Browserbase: The infrastructure where browsers are hosted in the cloud.
In our experiments, Stagehand didn’t always perform well when given a single set of instructions, such as the ones we gave to Manus.
However, there are two approaches that seem to work quite well:
Approach #1: Use Director.AI to help create a script, then feed it into your workflow to get repeatable results. That’s the easiest approach and also the most predictable one, if it works.
Approach #2: Create your own agentic loop in which a Google Gemini constantly takes screenshots, decides the next action, uses Stagehand to execute it, and so on until the goal is achieved. This approach is more technically involved but could serve as a fallback if the first approach fails.
Want to try it with your own set of instructions? See the link to the Google Colab notebooks at the end of this post.
Wrap up
The xAI leak really nails it: we’ve been waiting decades for enterprises to standardize their APIs, and it is not happening. Meanwhile, every app already has a universal interface — the screen. Why keep begging for better integrations when AI can just... use software like humans do?

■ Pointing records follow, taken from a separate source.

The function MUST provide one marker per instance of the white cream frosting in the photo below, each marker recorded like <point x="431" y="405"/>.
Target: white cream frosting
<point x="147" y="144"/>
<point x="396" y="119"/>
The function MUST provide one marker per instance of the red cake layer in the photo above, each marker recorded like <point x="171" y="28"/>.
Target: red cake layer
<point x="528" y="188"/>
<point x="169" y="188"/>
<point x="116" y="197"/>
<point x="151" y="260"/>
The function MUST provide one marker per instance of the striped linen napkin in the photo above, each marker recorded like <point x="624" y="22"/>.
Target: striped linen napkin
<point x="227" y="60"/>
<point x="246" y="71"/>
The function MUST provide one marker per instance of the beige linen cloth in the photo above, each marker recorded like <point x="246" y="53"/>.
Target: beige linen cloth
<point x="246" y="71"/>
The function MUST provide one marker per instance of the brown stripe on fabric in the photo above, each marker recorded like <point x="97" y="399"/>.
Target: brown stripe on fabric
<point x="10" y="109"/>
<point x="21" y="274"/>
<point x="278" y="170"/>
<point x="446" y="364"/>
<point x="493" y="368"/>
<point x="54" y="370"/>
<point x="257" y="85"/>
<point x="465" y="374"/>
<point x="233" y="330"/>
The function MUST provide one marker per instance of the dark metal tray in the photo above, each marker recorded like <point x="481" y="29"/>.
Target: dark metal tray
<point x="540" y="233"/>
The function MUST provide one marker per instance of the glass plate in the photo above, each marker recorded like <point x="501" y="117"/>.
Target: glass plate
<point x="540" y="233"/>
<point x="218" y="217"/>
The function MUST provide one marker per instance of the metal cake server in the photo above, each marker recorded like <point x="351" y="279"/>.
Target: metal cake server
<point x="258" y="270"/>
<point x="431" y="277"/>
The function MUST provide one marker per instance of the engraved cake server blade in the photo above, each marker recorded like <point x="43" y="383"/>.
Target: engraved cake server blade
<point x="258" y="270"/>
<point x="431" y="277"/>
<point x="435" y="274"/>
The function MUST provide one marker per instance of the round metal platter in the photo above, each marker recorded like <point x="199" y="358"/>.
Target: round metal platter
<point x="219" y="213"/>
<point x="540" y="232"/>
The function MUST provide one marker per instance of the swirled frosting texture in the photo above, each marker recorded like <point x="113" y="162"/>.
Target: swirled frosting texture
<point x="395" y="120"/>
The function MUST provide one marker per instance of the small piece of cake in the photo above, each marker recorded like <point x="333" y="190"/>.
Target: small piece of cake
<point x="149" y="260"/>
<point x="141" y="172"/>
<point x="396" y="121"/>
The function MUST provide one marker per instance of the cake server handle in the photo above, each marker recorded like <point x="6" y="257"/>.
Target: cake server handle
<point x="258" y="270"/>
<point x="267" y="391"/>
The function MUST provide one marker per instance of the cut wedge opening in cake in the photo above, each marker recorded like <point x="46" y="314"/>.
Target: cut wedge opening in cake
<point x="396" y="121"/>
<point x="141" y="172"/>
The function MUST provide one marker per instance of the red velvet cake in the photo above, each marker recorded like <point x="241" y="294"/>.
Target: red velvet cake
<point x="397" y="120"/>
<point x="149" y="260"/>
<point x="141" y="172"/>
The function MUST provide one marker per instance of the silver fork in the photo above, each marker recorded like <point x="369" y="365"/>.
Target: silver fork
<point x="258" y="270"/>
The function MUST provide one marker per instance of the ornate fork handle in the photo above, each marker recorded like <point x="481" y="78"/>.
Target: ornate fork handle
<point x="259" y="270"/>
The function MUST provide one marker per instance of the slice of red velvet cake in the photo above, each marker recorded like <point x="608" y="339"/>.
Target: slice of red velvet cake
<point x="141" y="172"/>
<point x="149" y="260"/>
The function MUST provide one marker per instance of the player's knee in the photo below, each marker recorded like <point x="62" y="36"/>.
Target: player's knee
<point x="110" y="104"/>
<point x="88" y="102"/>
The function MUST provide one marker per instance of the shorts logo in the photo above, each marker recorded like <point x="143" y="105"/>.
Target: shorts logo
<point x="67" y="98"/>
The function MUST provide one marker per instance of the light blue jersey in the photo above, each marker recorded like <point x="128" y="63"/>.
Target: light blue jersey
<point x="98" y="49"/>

Let’s be honest: these tools are still pretty rough. Agents get confused, they’re slower than you’d expect, and bot blockers are on the rise. But if you’ve been in tech long enough, you know how fast things improve once the big players start throwing money at a problem. Meta didn’t drop $2B on Manus for nothing.
If you want to start playing with this stuff, Browser-use and Browserbase are solid options. Pick something low-stakes and repetitive — like that annoying weekly data pull — and see how it goes. You’ll hit some walls, but you’ll also get a feel for where this is heading.
Once these agents get good enough, a lot of tedious “glue work” between applications goes away. That’s enough to explain why agentic computer use will be a major theme in 2026.